7.2. ed invero, secondo il costante insegnamento di questa Corte, anche quando sia stato già proposto ricorso per cassazione avverso una sentenza viziata da errore materiale, l’istanza di correzione non può essere proposta dinanzi la Corte di legittimità, ma rivolta unicamente al giudice del merito (vedi ex plurimis, Cass. n. 4677 del 1998, Cass. n. 12409 del 1999, Cass. n. 158 del 2003), atteso che sul giudice di legittimità non può gravare una attività correttiva o integrativa estranea alla attività propria della Suprema Corte, e coerente con le competenze proprie del giudice di merito (vedi in motivazione, Cass. n. 16415 del 2018). Tale orientamento è confortato anche dagli approdi ai quali è pervenuto il Giudice delle leggi con la sentenza n. 335 del 2004 la quale ha dichiarato l’illegittimità costituzionale dell’art. 287 c.p.c., limitatamente alle parole “contro le quali non sia stato proposto appello”, avvalorando ulteriormente la competenza esclusiva del giudice che ha emesso la sentenza a correggerne gli eventuali errori materiali (Cass., Ordinanza n. 5727 del 2015, Cass. n. 9968 del 2005; in motivazione, Cass. n. 8216 del 2019);

8. in conclusione, va respinto il ricorso principale e dichiarato inammissibile quello incidentale;

9. quanto alle spese del presente giudizio, la valutazione delle proporzioni della reciproca soccombenza ne giustifica la compensazione nella misura di 1/3; per il resto, le spese del giudizio di legittimità si pongono a carico della ricorrente principale e si liquidano come da dispositivo;

10. ai sensi del D.P.R. n. 115 del 2002, art. 13, comma 1-quater, sussistono i presupposti per il versamento, da parte del ricorrente principale e dei ricorrenti incidentali, dell’ulteriore importo, a titolo di contributo unificato, pari a quello dovuto per il ricorso principale e per il ricorso incidentale, ex art. 13, comma 1-bis.

P.Q.M.

La Corte rigetta il ricorso principale e dichiara inammissibile il ricorso incidentale; condanna il ricorrente principale al pagamento delle spese del giudizio di legittimità nella misura di 2/3, liquidata in Euro 2000,00 per compensi professionali, in Euro 200,00 per esborsi, oltre alle spese forfettarie nella misura del 15% ed agli accessori di legge.

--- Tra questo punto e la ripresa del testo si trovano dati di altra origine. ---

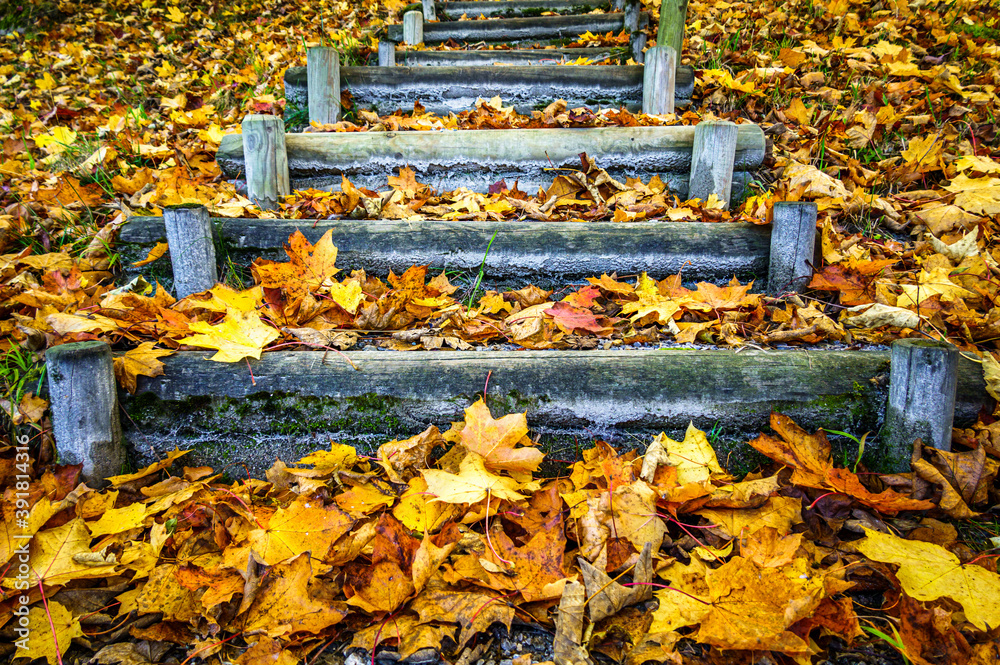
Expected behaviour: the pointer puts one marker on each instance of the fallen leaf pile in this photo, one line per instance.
(884, 114)
(886, 121)
(438, 537)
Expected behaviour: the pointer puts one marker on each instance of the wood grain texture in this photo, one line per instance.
(673, 16)
(266, 165)
(476, 159)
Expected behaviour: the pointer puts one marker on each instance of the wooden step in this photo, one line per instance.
(297, 401)
(447, 11)
(547, 254)
(519, 30)
(475, 159)
(444, 90)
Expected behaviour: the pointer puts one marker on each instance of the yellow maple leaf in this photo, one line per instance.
(694, 457)
(924, 153)
(928, 572)
(55, 627)
(305, 525)
(308, 269)
(238, 336)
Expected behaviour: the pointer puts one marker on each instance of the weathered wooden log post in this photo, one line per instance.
(637, 40)
(430, 14)
(84, 402)
(192, 252)
(673, 15)
(323, 84)
(386, 53)
(658, 80)
(923, 377)
(712, 160)
(413, 28)
(266, 159)
(793, 243)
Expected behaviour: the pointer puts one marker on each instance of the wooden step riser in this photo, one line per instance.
(477, 159)
(518, 30)
(298, 401)
(445, 90)
(510, 8)
(549, 255)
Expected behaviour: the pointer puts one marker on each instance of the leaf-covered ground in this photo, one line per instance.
(884, 113)
(668, 557)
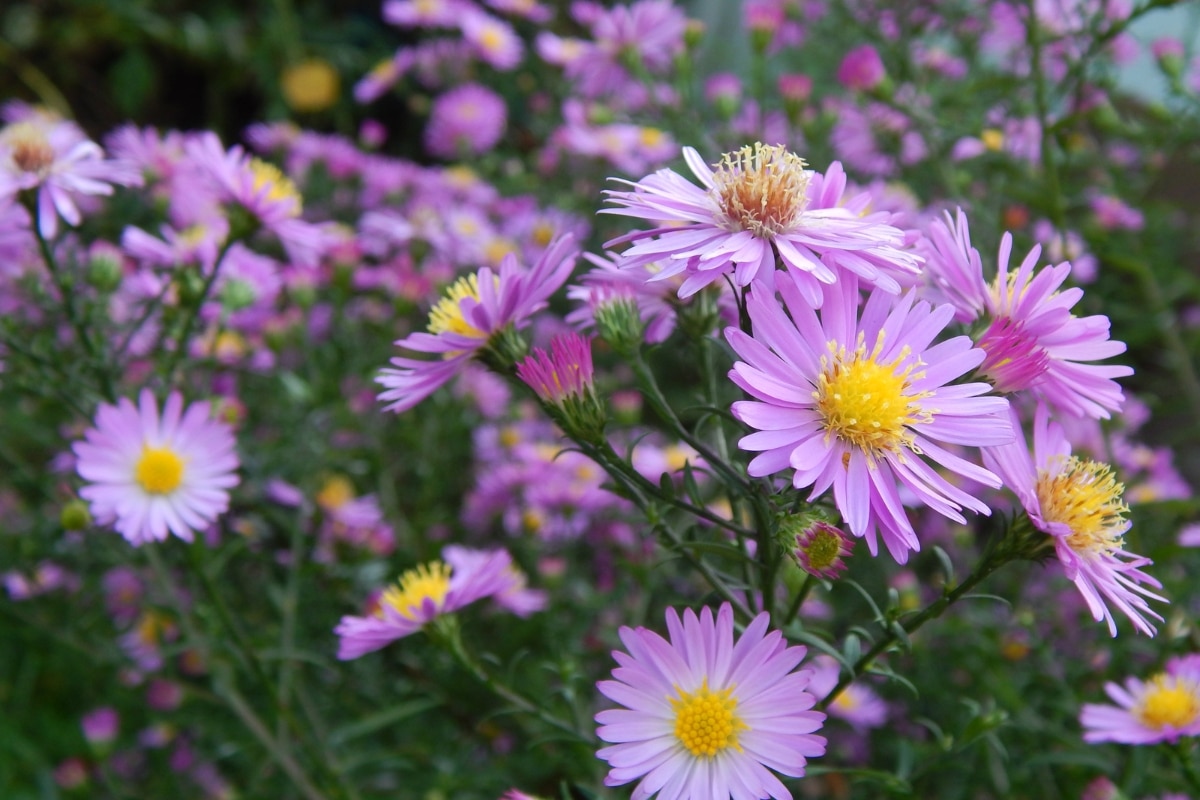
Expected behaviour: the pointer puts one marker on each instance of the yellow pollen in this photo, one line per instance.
(447, 316)
(336, 492)
(706, 722)
(869, 403)
(993, 139)
(160, 470)
(277, 186)
(425, 582)
(651, 137)
(761, 188)
(1168, 703)
(31, 152)
(1085, 497)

Ai sensi del D.P.R. n. 115 del 2002, art. 13, comma 1 quater, dà atto della sussistenza dei presupposti per il versamento, da parte del ricorrente principale e dei ricorrenti incidentali, dell’ulteriore importo, a titolo di contributo unificato, pari a quello dovuto per il ricorso principale e per il ricorso incidentale, ex art. 13, comma 1-bis.

Così deciso in Roma, nella Adunanza camerale, il 27 giugno 2019.